Offering free WiFi and city views, Au cœur du centre historique is an accommodation located in Bayeux, just less than 1 km from Cathedrale Notre Dame de Bayeux and a 10-minute walk from Baron Gerard Museum.
This apartment comes with 1 bedroom, a kitchen with a microwave and a fridge, a flat-screen TV, a seating area and 1 bathroom. Towels and bed linen are featured in the apartment.
The Hotel Reine Mathilde
Hotel Reine Mathilde is situated in the medieval district, just 300 m from the Bayeux Tapestry Museum. It offers free Wi-Fi access and modern guest rooms with private bathrooms.
The guest rooms are decorated in warm, neutral colours. Each has a TV and a work desk. The private bathroom provides a hairdryer.
A buffet breakfast is served daily. The restaurant, Le Garde Manger, offers continuous service throughout the day. Guests can enjoy a varied selection of traditional dishes in the dining room or on the south-facing terrace.
Château de Bellefontaine
The Château de Bellefontaine is located 800 m from central Bayeux and its cathedral, this 18th-century mansion offers guest rooms and a traditional restaurant open for dinner upon reservation. The park has a tennis court and a pond and is planted with 200-year-old trees.
Each room is individually decorated and feature a minibar, free WiFi access and a flat-screen TV. The bathrooms include a hairdryer, free toiletries and a bath or a shower.
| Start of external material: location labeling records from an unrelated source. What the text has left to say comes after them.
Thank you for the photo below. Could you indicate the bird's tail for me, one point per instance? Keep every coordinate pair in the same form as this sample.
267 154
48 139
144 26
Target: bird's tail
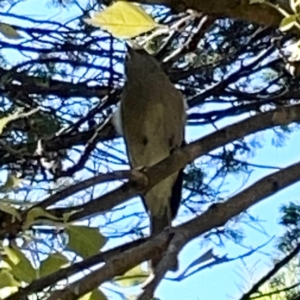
158 224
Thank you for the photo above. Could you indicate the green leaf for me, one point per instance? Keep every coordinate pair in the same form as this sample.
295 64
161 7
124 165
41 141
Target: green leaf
135 276
21 267
123 20
287 23
84 240
9 209
5 120
52 264
9 32
7 279
94 295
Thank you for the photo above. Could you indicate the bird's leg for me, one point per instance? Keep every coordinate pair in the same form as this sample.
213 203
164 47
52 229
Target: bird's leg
139 177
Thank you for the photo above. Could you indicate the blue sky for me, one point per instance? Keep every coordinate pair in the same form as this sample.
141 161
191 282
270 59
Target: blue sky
223 281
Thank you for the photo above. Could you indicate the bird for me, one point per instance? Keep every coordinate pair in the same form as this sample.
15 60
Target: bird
151 117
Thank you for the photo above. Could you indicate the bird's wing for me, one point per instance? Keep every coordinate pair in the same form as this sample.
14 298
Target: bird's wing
153 119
Some rooms have a seating area.
Enjoy a buffet breakfast every morning at the Château de Bellefontaine. A continental breakfast can also be delivered to your room at a reduced rate. After breakfast, you can use the computer with internet access in the lounge, which also features a fireplace.
There you have it – I could have stayed in Bayeux France and dare I say it even lived in or near this lovely town. How about you have you made it to see the Bayeux Tapestry or visited the town?